Coragem eu tenho um monte. Mas medo eu tenho poucos. Tenho medo de Jornal Nacional, de lagartixa branca, de maionese vencida, tenho medo das pessoas, tenho medo de mim. Minha bagunça mora aqui dentro, pensamentos dormem e acordam, nunca sei a hora certa. Mas uma coisa eu digo: eu não paro. Perco o rumo, ralo o joelho, bato de frente com a cara na porta: sei aonde quero chegar, mesmo sem saber como. E vou.
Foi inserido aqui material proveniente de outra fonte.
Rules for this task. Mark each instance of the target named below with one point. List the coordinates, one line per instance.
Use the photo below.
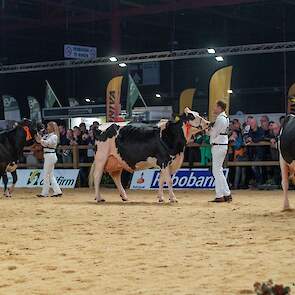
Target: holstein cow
(13, 141)
(287, 155)
(141, 146)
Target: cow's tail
(91, 176)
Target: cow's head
(31, 129)
(193, 123)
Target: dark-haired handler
(219, 141)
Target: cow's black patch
(287, 139)
(138, 142)
(108, 133)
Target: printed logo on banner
(183, 179)
(34, 177)
(66, 178)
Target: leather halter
(28, 133)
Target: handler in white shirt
(219, 141)
(49, 143)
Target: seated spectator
(239, 154)
(255, 153)
(83, 128)
(282, 119)
(237, 125)
(264, 121)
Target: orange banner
(219, 87)
(113, 99)
(186, 99)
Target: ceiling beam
(95, 16)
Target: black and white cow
(13, 141)
(287, 155)
(141, 146)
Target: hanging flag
(291, 99)
(219, 87)
(50, 97)
(132, 95)
(113, 99)
(35, 111)
(186, 99)
(11, 108)
(73, 102)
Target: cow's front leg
(161, 185)
(168, 180)
(117, 180)
(98, 172)
(285, 182)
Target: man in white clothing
(219, 142)
(49, 143)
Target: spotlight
(211, 50)
(219, 58)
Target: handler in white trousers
(219, 142)
(49, 143)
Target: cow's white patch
(150, 162)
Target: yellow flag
(186, 99)
(291, 99)
(113, 99)
(219, 87)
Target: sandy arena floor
(75, 246)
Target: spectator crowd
(248, 141)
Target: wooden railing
(76, 164)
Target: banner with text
(30, 178)
(186, 99)
(113, 99)
(199, 178)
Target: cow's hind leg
(100, 162)
(117, 180)
(285, 182)
(168, 179)
(161, 185)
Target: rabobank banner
(182, 179)
(30, 178)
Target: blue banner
(183, 179)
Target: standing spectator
(64, 154)
(282, 120)
(274, 152)
(239, 154)
(237, 125)
(83, 128)
(255, 153)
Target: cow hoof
(173, 201)
(100, 200)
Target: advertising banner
(30, 178)
(183, 179)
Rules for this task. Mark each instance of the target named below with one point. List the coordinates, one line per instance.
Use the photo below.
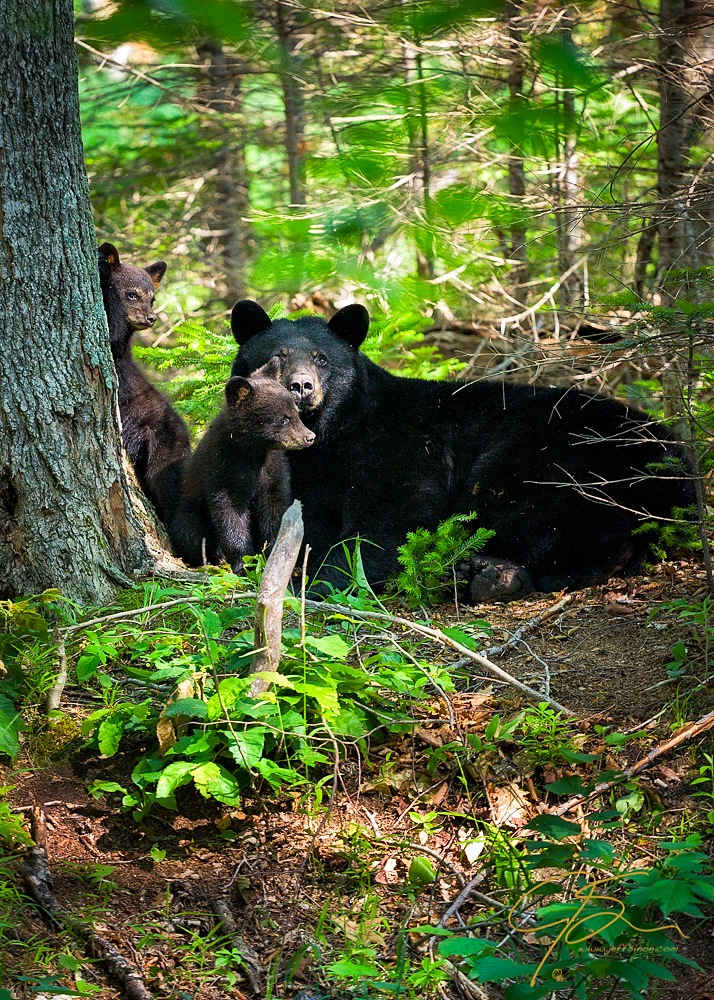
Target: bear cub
(155, 437)
(237, 483)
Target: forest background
(519, 190)
(510, 170)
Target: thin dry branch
(445, 640)
(54, 695)
(687, 732)
(269, 606)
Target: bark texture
(227, 216)
(66, 518)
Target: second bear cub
(237, 483)
(154, 435)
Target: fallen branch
(250, 959)
(439, 636)
(687, 732)
(523, 630)
(271, 595)
(37, 874)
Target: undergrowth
(164, 678)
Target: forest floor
(312, 880)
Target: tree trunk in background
(66, 518)
(286, 24)
(671, 152)
(418, 131)
(227, 217)
(566, 215)
(516, 167)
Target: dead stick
(54, 695)
(687, 732)
(435, 633)
(524, 629)
(38, 876)
(271, 595)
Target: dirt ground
(295, 867)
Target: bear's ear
(273, 369)
(156, 272)
(238, 391)
(247, 320)
(351, 323)
(108, 255)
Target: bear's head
(320, 362)
(261, 410)
(128, 290)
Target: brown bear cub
(154, 435)
(237, 483)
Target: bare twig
(269, 606)
(54, 695)
(162, 606)
(687, 732)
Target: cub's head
(320, 362)
(262, 410)
(128, 290)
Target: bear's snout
(304, 384)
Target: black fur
(562, 476)
(155, 437)
(237, 483)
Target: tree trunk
(516, 169)
(418, 131)
(291, 82)
(671, 145)
(671, 228)
(566, 216)
(227, 215)
(66, 518)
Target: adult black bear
(154, 435)
(237, 483)
(562, 477)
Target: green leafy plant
(545, 736)
(705, 784)
(428, 558)
(209, 731)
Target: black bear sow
(562, 477)
(154, 435)
(237, 483)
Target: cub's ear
(247, 320)
(238, 391)
(273, 369)
(156, 272)
(108, 255)
(351, 323)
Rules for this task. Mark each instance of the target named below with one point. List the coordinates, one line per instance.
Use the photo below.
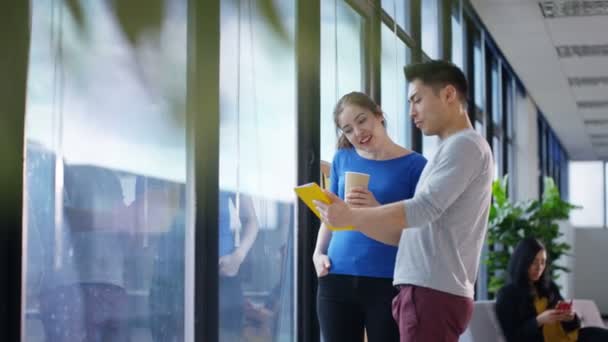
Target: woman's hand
(360, 197)
(553, 315)
(322, 264)
(569, 312)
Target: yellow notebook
(310, 192)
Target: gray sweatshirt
(448, 217)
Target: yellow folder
(310, 192)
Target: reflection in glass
(478, 74)
(430, 28)
(457, 35)
(257, 174)
(341, 64)
(105, 173)
(399, 10)
(583, 177)
(395, 55)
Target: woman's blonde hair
(360, 100)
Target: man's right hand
(322, 264)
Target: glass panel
(430, 28)
(395, 55)
(341, 64)
(498, 158)
(257, 174)
(399, 11)
(478, 73)
(496, 94)
(480, 128)
(457, 35)
(585, 176)
(106, 172)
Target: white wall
(590, 271)
(525, 149)
(566, 280)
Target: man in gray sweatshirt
(440, 231)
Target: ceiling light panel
(567, 51)
(573, 8)
(588, 81)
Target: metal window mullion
(203, 119)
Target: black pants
(347, 304)
(593, 334)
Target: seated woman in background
(526, 306)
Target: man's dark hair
(438, 74)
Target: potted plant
(510, 222)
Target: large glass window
(341, 64)
(457, 35)
(478, 71)
(105, 181)
(584, 177)
(395, 55)
(430, 28)
(257, 174)
(399, 10)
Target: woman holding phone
(530, 307)
(355, 272)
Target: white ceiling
(528, 40)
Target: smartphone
(564, 306)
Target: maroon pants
(427, 315)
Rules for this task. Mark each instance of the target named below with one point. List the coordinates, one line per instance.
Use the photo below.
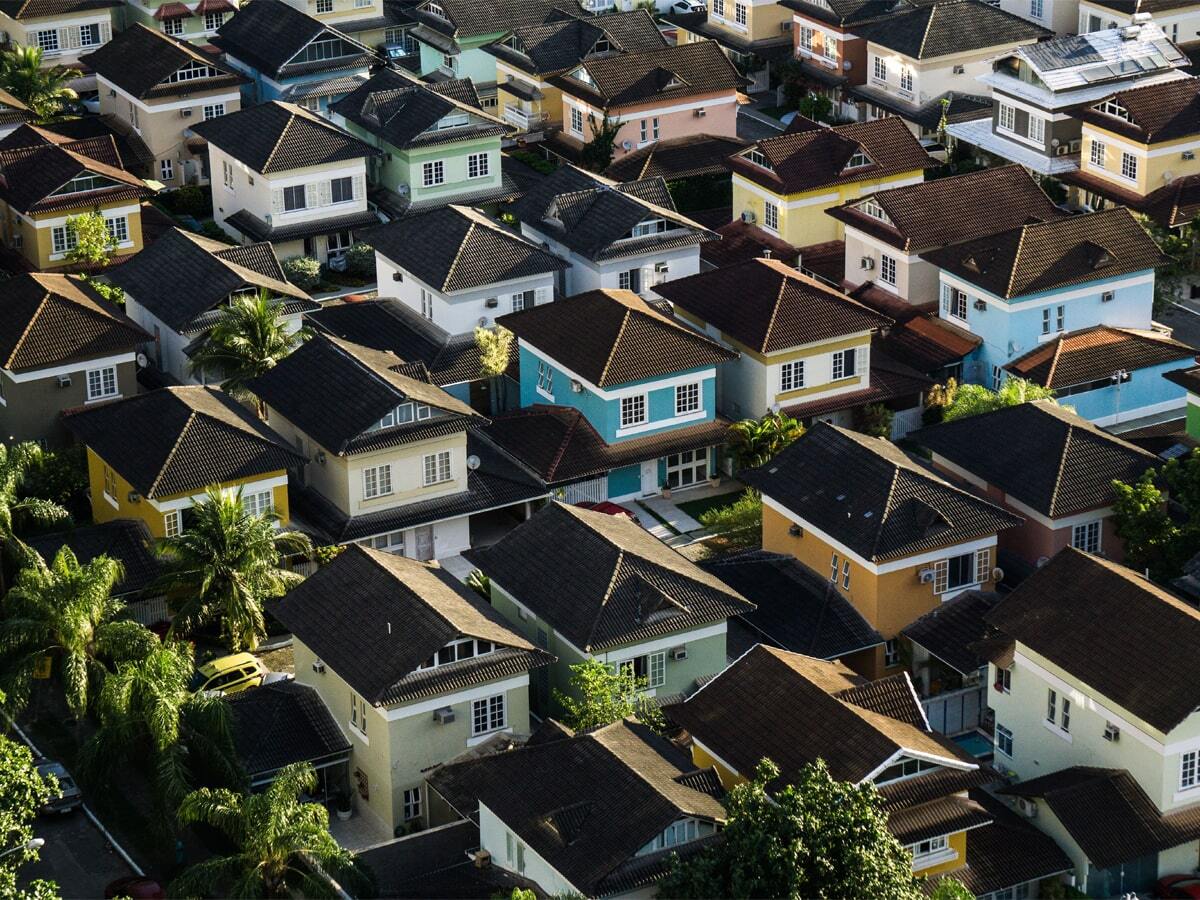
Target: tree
(43, 89)
(276, 839)
(817, 838)
(249, 340)
(225, 565)
(65, 613)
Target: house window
(376, 481)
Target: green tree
(65, 613)
(225, 565)
(817, 838)
(276, 838)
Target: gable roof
(178, 441)
(1078, 603)
(51, 319)
(1048, 457)
(391, 615)
(625, 585)
(769, 306)
(869, 496)
(625, 339)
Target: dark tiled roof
(1041, 454)
(625, 340)
(798, 610)
(335, 391)
(180, 441)
(951, 210)
(625, 586)
(1042, 256)
(819, 156)
(457, 249)
(280, 724)
(280, 137)
(394, 613)
(873, 498)
(1077, 603)
(585, 804)
(53, 319)
(768, 306)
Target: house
(796, 709)
(661, 405)
(291, 178)
(153, 456)
(631, 601)
(461, 269)
(42, 186)
(528, 57)
(1107, 767)
(178, 288)
(414, 667)
(292, 57)
(61, 346)
(597, 814)
(172, 87)
(1048, 465)
(627, 237)
(649, 95)
(1035, 90)
(802, 347)
(785, 184)
(436, 149)
(387, 455)
(886, 231)
(894, 537)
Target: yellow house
(786, 183)
(154, 455)
(894, 539)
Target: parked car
(229, 675)
(70, 796)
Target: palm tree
(42, 88)
(226, 564)
(277, 839)
(65, 613)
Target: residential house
(785, 184)
(61, 346)
(414, 667)
(153, 456)
(1036, 89)
(630, 601)
(159, 87)
(291, 178)
(45, 185)
(387, 459)
(460, 269)
(627, 237)
(1049, 466)
(1037, 294)
(894, 537)
(796, 709)
(802, 347)
(532, 54)
(179, 287)
(1105, 767)
(649, 95)
(436, 149)
(292, 57)
(597, 814)
(651, 418)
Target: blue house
(1068, 304)
(616, 408)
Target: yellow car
(229, 675)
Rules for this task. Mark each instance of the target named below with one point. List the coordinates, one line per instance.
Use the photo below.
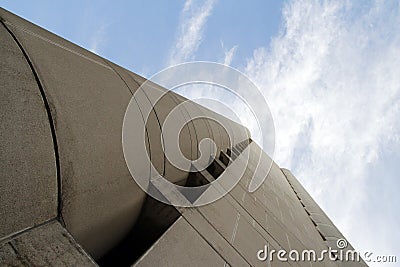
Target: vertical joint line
(51, 122)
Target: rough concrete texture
(28, 176)
(46, 245)
(99, 202)
(181, 239)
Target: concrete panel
(181, 245)
(28, 176)
(46, 245)
(248, 247)
(100, 200)
(214, 238)
(49, 37)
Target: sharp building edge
(66, 194)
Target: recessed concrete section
(100, 200)
(181, 243)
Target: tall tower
(67, 196)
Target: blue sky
(330, 71)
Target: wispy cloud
(194, 16)
(229, 54)
(333, 84)
(98, 39)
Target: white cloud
(98, 39)
(229, 54)
(332, 79)
(193, 19)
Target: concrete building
(68, 198)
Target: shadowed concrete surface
(67, 196)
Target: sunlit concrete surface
(68, 198)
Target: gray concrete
(181, 242)
(46, 245)
(28, 176)
(99, 203)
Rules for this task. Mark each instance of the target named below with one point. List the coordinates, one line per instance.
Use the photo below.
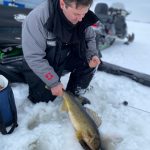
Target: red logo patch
(48, 76)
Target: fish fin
(84, 145)
(79, 135)
(64, 106)
(94, 116)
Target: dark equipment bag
(8, 111)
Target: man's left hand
(95, 61)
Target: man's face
(73, 14)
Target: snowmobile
(11, 51)
(111, 25)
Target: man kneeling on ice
(57, 36)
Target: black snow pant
(80, 77)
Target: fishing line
(125, 103)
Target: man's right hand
(57, 90)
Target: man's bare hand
(57, 90)
(94, 62)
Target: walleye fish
(84, 121)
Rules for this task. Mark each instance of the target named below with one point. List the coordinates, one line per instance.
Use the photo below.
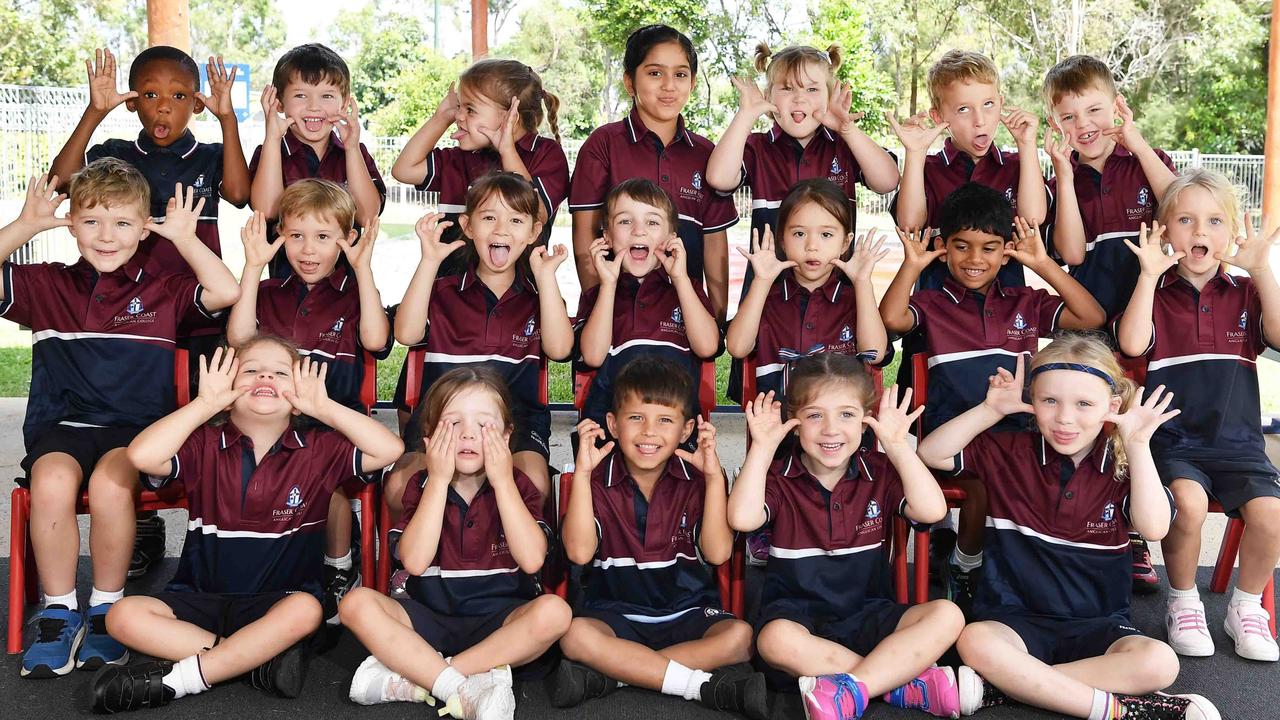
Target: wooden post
(169, 23)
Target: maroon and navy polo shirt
(1112, 204)
(647, 322)
(831, 548)
(324, 322)
(968, 336)
(257, 527)
(627, 149)
(1057, 533)
(648, 565)
(472, 572)
(1205, 349)
(103, 346)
Sempre me pergunto quanto falta, se está perto, com que letra começa, se vai ter fim, se vai dar certo. Sempre questiono se você está feliz, se eu estou bonita, se vou ganhar estrelinha, se posso levar pra casa, se eu posso te levar pra mim. Não gosto de meias-palavras, de gente morna, nem de amar em silêncio. Aprendi que palavra é igual oração: tem que ser inteira senão perde a força. E força não há de faltar porque – aqui dentro – eu carrego o meu mundo. Sou menina levada, sou criança crescida com contas para pagar. E mesmo pequena, não deixo de crescer. Trabalho igual gente grande, fico séria, traço metas. Mas quando chega a hora do recreio, aí vou eu… Escrevo escondido, faço manha, tomo sorvete no pote, choro quando dói, choro quando não dói. E eu amo. Amo igual criança. Amo com os olhos vidrados, amo com todas as letras. A-M-O. Sem restrições. Sem medo. Sem frases cortadas. Quer me entender? Não precisa. Quer me fazer feliz? Me dê um chocolate, um bilhete, um brinde que você ganhou e não gostou, uma mentira bonita pra me fazer sonhar. Não importa. Todo dia é dia de ser criança e criança não liga pra preço, pra laço de fita e cartão com relevo. Criança gosta mesmo é de beijo, abraço e surpresa!

(E eu – como boa criança que sou – quero mais é rasgar o pacote!)